If ever there was a time to be ashamed to be British, it is this week, an embarrassing moment in history when towns were brought to a standstill by queues of motorists trying to fill up their tanks, despite the repeated pleas by both the fuel industry and politicians that the nation’s supplies were where they should be.
By Sunday evening, there were reports that up to 85 per cent of the nation’s non-motorway petrol stations were out of fuel, turning, what was, a situation to keep your eye on into a bona fide crisis. But it needn’t have been this way.
If you haven’t been stuck in them, the huge tailbacks have been a sight to behold - I witnessed a family getting out the deck chairs and snacks to watch the drama unfold at one particular petrol station. But this bleak episode, which followed a week when most of us faced the prospect of a significant hike in our gas bills this winter, along with fears that we could be in for yet another sub par Christmas, is far from amusing.
It strikes right at the heart of what is wrong with society - a society where looking after number one is the top priority for so many people, a fact that genuinely makes me want to weep on a regular basis.
We need to be clear that many people who have waited, sometimes for hours, were in real need of fuel, but we also know, due to the sheer numbers of vehicles stuck in gridlock that many didn’t need to be there.
During the first few days of the fiasco, I was adamant that the third of a tank that I had would be enough to get me through well over a week of school runs, trips to supermarkets and one scheduled work commute.

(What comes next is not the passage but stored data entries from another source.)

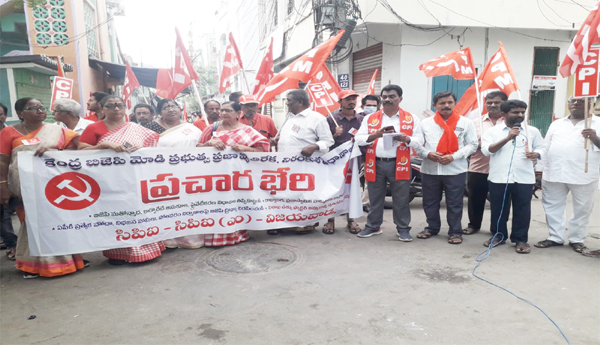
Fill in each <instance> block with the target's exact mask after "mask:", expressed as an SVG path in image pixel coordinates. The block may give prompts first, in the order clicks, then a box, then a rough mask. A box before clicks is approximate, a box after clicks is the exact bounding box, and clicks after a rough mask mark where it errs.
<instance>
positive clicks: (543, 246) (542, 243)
mask: <svg viewBox="0 0 600 345" xmlns="http://www.w3.org/2000/svg"><path fill="white" fill-rule="evenodd" d="M562 245H563V244H562V243H558V242H554V241H550V240H543V241H539V242H538V243H536V244H534V246H535V247H536V248H550V247H555V246H562Z"/></svg>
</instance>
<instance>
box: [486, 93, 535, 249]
mask: <svg viewBox="0 0 600 345" xmlns="http://www.w3.org/2000/svg"><path fill="white" fill-rule="evenodd" d="M500 110H502V116H503V117H504V124H499V125H497V126H494V127H492V128H490V129H488V130H487V131H486V132H485V133H484V134H483V138H482V140H481V142H482V143H481V152H483V154H484V155H486V156H490V174H489V175H488V181H489V190H490V206H491V211H492V224H491V230H492V233H494V234H495V235H494V237H492V238H490V239H489V240H487V241H486V242H485V243H484V244H483V245H484V246H486V247H488V246H490V243H492V241H493V243H492V245H493V246H494V247H495V246H498V245H501V244H504V243H506V240H507V239H508V229H507V225H506V223H507V221H508V214H509V213H510V205H511V202H512V207H513V217H512V231H511V233H510V240H511V242H513V243H515V244H516V247H515V251H516V252H517V253H519V254H529V252H530V251H531V248H530V246H529V244H528V243H527V240H528V232H529V223H530V220H531V196H532V194H533V185H534V184H535V171H534V168H533V163H534V162H535V161H537V160H538V159H542V153H543V152H544V149H545V147H546V145H545V143H544V139H543V138H542V135H541V134H540V131H539V130H538V129H537V128H535V127H533V126H528V127H529V128H528V131H529V140H531V146H532V150H533V152H530V151H529V149H528V142H527V140H528V138H527V136H526V130H525V129H524V128H523V126H522V125H521V123H522V122H523V120H524V119H525V112H526V110H527V104H525V102H523V101H519V100H508V101H505V102H502V104H501V105H500ZM509 143H510V144H509ZM507 144H508V145H507ZM498 232H499V233H500V234H501V236H500V235H496V233H498Z"/></svg>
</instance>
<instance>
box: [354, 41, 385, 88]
mask: <svg viewBox="0 0 600 345" xmlns="http://www.w3.org/2000/svg"><path fill="white" fill-rule="evenodd" d="M352 57H353V65H352V88H353V89H354V91H356V92H357V93H359V94H365V93H367V89H368V88H369V82H371V77H373V73H374V72H375V70H376V69H379V72H377V77H376V78H375V94H376V95H377V94H379V92H380V91H381V65H382V60H383V44H381V43H379V44H377V45H374V46H370V47H368V48H365V49H363V50H359V51H357V52H356V53H354V54H352Z"/></svg>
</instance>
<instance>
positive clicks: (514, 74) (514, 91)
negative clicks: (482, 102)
mask: <svg viewBox="0 0 600 345" xmlns="http://www.w3.org/2000/svg"><path fill="white" fill-rule="evenodd" d="M498 44H499V45H500V49H498V51H497V52H496V53H495V54H494V55H492V58H491V59H490V61H489V62H488V63H487V65H486V66H485V68H484V69H483V72H481V74H480V75H479V78H477V81H478V82H479V92H480V93H481V96H482V97H485V95H486V94H488V93H489V92H491V91H502V92H504V93H505V94H506V95H507V96H510V94H511V93H513V92H515V91H518V90H519V86H518V85H517V79H516V78H515V74H514V73H513V70H512V67H511V66H510V62H509V61H508V56H507V55H506V52H505V51H504V46H503V45H502V42H498ZM476 109H477V93H476V90H475V84H473V85H471V87H470V88H468V89H467V91H466V92H465V93H464V94H463V95H462V97H461V99H460V101H459V102H458V104H457V105H456V107H455V108H454V111H455V112H456V113H457V114H460V115H467V113H469V112H472V111H475V110H476ZM481 113H482V114H483V113H484V110H483V109H482V111H481Z"/></svg>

Then life happened and I spent most of the weekend shuttling up and down the motorway, meaning that I was dangerously short of petrol. Fifth time lucky, I managed to find a station with unleaded and only had to wait for three minutes before I put in half a tank’s worth. The bloke in front of me who not only filled up his tank but also the four Jerrycans in his boot, also got a piece of my mind. He, along with many others, was on the wrong side of history.